Paris, le 16 septembre 2016

Communiqué de presse

 

A la veille des Journées Européennes du Patrimoine 2016, l’Or des Iles et le CRAN souhaitent réagir aux différents articles parus ces jours derniers sur l’instauration d’un quota pour les musiques en langues régionales. Certains commentateurs en utilisant des formules racoleuses et des arguments fallacieux.

Selon certains, ce quota n’est pas applicable parce que les chansons en corse ou en créole ne sont pas dans leur « ligne éditoriale », et « il n’y a pas assez de morceaux pour se conformer à cette obligation ». Pour d’autres, cet élan de « dirigisme » porte atteinte à la « liberté d’entreprise », et manifeste une logique « protectionniste » dont il faut se méfier.

Il convient de répondre à ces attaques qui ont pour seul fondement l’ignorance et la mauvaise foi de ceux qui s’y emploient. Tout d’abord, ce quota ne vise pas que le zouk et les chants corses, il vise toutes les interprétations en langues régionales, quel qu’en soit le genre. Par ailleurs, il s’agit seulement de 4% du quota de 40% réservé à la musique française, ce qui ne représente guère plus de 1% du total. Ce n’est donc pas « l’invasion » dont parlent certains. Ce quota est applicable et entre dans les lignes éditoriales de certaines des radios les plus spécialisées, mais pour cela, un travail de recherche et d’écoute de nouveaux artistes doit être fait, ce qui bouscule un peu les habitudes paresseuses.

Il ne s’agit pas de dirigisme musical, au contraire, c’est un moyen d’instaurer de la diversité musicale dans un milieu peu enclin à le faire.

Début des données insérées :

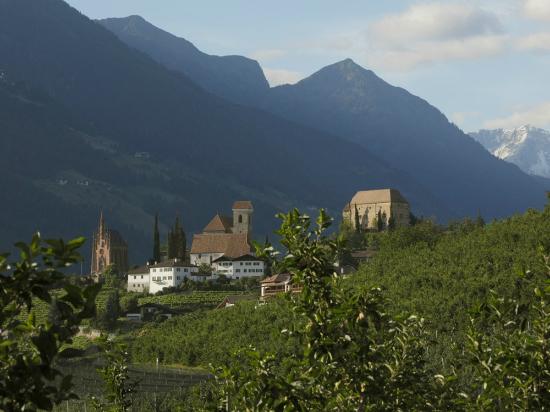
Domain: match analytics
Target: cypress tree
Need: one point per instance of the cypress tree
(380, 221)
(391, 222)
(357, 221)
(156, 240)
(177, 243)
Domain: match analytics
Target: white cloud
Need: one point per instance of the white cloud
(537, 9)
(432, 32)
(268, 54)
(538, 116)
(433, 52)
(435, 21)
(276, 77)
(459, 118)
(534, 42)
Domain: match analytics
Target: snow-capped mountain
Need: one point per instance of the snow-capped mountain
(526, 146)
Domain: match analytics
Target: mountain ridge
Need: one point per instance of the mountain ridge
(203, 151)
(526, 146)
(233, 77)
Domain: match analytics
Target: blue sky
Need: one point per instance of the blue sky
(484, 63)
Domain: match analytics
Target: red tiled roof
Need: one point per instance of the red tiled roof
(280, 278)
(219, 224)
(170, 263)
(229, 244)
(243, 204)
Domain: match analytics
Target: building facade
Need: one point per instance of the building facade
(170, 273)
(367, 205)
(240, 267)
(108, 248)
(138, 279)
(224, 236)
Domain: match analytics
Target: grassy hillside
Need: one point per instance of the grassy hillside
(435, 272)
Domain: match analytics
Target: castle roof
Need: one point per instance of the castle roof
(276, 279)
(218, 224)
(245, 258)
(229, 244)
(378, 196)
(142, 270)
(243, 205)
(171, 263)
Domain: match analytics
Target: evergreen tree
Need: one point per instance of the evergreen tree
(177, 244)
(171, 245)
(156, 240)
(479, 220)
(109, 316)
(357, 221)
(55, 317)
(380, 221)
(391, 222)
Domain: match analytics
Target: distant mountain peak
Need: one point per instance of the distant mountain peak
(526, 146)
(344, 75)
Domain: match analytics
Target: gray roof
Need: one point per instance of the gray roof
(378, 196)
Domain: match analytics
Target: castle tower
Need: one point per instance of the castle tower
(242, 217)
(108, 248)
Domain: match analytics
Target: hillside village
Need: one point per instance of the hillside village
(224, 250)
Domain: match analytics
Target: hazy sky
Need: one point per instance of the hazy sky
(484, 63)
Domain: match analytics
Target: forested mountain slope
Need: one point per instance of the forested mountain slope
(203, 151)
(355, 104)
(233, 77)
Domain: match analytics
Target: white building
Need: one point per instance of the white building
(138, 279)
(224, 236)
(239, 267)
(170, 273)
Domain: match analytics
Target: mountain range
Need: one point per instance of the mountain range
(404, 130)
(526, 146)
(121, 116)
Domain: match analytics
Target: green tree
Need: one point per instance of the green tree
(480, 222)
(111, 277)
(357, 221)
(29, 379)
(108, 317)
(380, 221)
(391, 222)
(55, 316)
(177, 243)
(118, 385)
(352, 356)
(129, 303)
(508, 349)
(156, 240)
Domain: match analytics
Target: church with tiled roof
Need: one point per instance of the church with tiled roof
(224, 236)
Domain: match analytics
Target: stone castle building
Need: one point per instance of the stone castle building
(367, 203)
(224, 236)
(108, 248)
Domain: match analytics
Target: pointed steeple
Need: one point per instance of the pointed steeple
(101, 227)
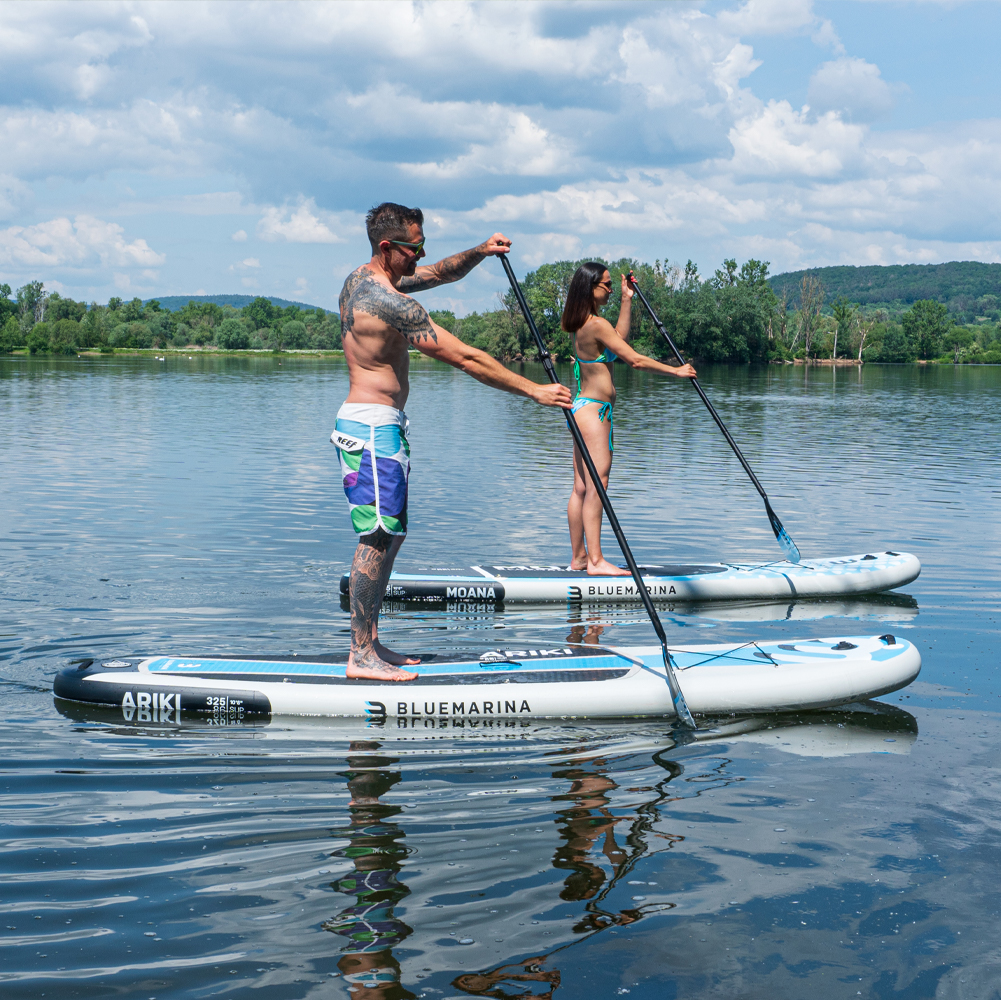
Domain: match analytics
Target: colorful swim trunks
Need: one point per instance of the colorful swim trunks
(374, 464)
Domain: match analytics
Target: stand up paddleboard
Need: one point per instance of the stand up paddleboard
(565, 682)
(820, 578)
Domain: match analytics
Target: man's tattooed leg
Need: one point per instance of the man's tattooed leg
(390, 657)
(365, 594)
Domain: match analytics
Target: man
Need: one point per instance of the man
(379, 324)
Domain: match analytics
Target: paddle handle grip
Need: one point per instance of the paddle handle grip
(702, 392)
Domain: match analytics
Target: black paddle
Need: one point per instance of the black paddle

Les grands médias ont abandonné la diversité des genres musicaux, contraignant ainsi leurs auditeurs à des choix très limités qui ont pour effet de restreindre l’éventail des artistes diffusés sur les ondes et d’amoindrir la création artistique. Là est le véritable dirigisme musical. Il y a déjà un quota de 40 % pour la musique française (et c’est grâce à cela que nous ne sommes pas totalement inondés de musique américaine), on ne voit pas pourquoi on ne pourrait pas avoir à l’intérieur une autre protection pour intégrer les artistes qui recourent à des langues qui font partie du patrimoine français.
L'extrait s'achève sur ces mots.